On October 1, 2003, NAREIT, based on discussions with the SEC, provided revised guidance regarding the calculation of FFO. This revised guidance provides that impairments should not be added back to net income in calculating FFO and that original issuance costs associated with preferred stock that has been redeemed should be factored into the calculation of FFO. Prior to this pronouncement, the Company had added back impairments in calculating FFO, in accordance with prior NAREIT guidance, and had not factored in original issuance costs of preferred stock that had been redeemed in the calculation of FFO. The Company has revised its calculations of FFO made prior to this pronouncement in accordance with NAREIT’s revised guidance. To assist investors in understanding the impact of these changes, the Company also is presenting FFO in accordance with the methodology historically used by the Company (“prior calculation”).
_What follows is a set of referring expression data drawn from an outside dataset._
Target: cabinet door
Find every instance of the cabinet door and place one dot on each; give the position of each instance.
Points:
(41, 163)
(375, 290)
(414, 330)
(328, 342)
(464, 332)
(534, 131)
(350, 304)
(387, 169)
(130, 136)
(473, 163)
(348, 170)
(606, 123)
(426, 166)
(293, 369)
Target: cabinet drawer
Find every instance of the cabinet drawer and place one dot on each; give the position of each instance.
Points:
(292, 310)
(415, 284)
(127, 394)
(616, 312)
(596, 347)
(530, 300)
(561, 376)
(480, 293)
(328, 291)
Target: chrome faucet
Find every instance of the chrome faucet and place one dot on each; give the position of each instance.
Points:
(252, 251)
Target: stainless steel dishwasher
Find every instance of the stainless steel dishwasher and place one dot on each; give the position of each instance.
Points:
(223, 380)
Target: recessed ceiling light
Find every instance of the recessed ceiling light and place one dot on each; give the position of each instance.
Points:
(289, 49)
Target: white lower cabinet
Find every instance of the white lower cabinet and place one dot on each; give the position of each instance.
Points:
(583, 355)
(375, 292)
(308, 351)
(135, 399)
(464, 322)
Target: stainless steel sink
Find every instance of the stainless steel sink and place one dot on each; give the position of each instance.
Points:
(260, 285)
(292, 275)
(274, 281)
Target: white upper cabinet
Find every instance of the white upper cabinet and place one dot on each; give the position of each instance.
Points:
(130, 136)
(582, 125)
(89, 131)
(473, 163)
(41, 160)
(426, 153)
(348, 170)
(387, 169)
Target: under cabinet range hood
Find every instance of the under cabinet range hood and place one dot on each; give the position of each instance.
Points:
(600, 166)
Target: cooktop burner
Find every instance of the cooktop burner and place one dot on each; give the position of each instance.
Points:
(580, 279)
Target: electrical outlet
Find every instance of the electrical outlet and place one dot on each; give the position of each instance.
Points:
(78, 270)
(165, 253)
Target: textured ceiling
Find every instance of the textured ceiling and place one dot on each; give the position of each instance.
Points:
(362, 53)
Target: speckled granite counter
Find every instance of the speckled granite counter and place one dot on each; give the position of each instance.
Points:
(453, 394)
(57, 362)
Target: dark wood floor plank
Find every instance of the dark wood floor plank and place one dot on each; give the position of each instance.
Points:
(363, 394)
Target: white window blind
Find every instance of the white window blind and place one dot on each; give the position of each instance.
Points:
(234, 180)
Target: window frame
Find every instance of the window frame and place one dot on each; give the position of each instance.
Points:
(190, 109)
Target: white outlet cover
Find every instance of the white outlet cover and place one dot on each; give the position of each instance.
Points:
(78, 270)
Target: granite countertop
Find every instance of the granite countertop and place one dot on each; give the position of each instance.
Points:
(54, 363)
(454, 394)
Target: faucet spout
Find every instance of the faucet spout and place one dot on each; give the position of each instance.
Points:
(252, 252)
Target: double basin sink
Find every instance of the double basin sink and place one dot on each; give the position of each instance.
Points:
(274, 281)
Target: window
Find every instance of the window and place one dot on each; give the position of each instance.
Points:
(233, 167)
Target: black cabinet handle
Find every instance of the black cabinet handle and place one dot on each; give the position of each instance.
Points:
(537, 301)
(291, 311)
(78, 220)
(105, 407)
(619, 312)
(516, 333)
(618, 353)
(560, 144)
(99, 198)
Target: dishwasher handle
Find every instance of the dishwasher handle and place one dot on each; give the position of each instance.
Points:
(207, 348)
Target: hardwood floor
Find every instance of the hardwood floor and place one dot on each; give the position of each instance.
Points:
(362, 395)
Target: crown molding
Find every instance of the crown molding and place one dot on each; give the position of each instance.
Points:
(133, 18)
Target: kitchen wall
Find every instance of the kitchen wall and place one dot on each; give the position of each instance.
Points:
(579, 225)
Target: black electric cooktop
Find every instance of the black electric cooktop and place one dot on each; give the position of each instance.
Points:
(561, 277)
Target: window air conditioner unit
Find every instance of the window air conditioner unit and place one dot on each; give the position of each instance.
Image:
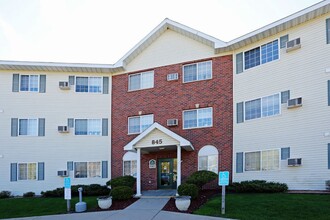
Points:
(293, 103)
(294, 162)
(172, 122)
(64, 85)
(293, 45)
(62, 173)
(63, 129)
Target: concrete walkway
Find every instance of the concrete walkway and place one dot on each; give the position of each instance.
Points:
(149, 207)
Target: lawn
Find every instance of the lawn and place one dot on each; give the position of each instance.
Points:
(24, 207)
(270, 206)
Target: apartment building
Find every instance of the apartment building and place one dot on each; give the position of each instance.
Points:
(172, 108)
(179, 101)
(55, 122)
(281, 101)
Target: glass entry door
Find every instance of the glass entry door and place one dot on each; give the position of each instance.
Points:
(167, 173)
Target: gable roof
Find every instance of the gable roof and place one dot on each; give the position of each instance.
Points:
(283, 24)
(219, 46)
(183, 142)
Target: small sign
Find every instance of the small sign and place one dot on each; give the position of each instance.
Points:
(152, 164)
(224, 178)
(67, 182)
(67, 193)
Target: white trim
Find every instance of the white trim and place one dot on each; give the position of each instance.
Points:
(182, 142)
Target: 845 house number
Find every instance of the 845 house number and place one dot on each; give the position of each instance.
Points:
(158, 141)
Given the nature of the Company’s business as a real estate owner and operator, the Company believes that FFO is helpful to investors as a starting point in measuring its operational performance because it excludes various items included in net income that do not relate to or are not indicative of its operating performance such as gains (or losses) from sales of property and depreciation and amortization, which can make periodic and peer analyses of operating performance more difficult to compare. The Company also believes that the presentation of FFO consistent with the guidance that was in effect until October 1, 2003 is further helpful to investors because it assists investors in evaluating the Company’s historical operational performance and because it excludes other items included in the revised calculation of FFO such as impairments which also do not relate to and are not indicative of the Company’s operating performance. FFO should not, however, be considered as an alternative to net income (determined in accordance with GAAP) as an indicator of the Company’s financial performance, is not an alternative to cash flow from operating activities (determined in accordance with GAAP) as a measure of the Company’s liquidity, and is not indicative of funds available to fund the Company’s cash needs, including its ability to make distributions. In addition, the Company’s computation of FFO may differ in certain respects from the methodology utilized by other REITs to calculate FFO.
(3) Excludes gain / loss on sale of land.
The above does not purport to disclose all items required under GAAP.
The Company’s Form 10-Q for the quarter ended March 31, 2004 should be read in conjunction with the above information.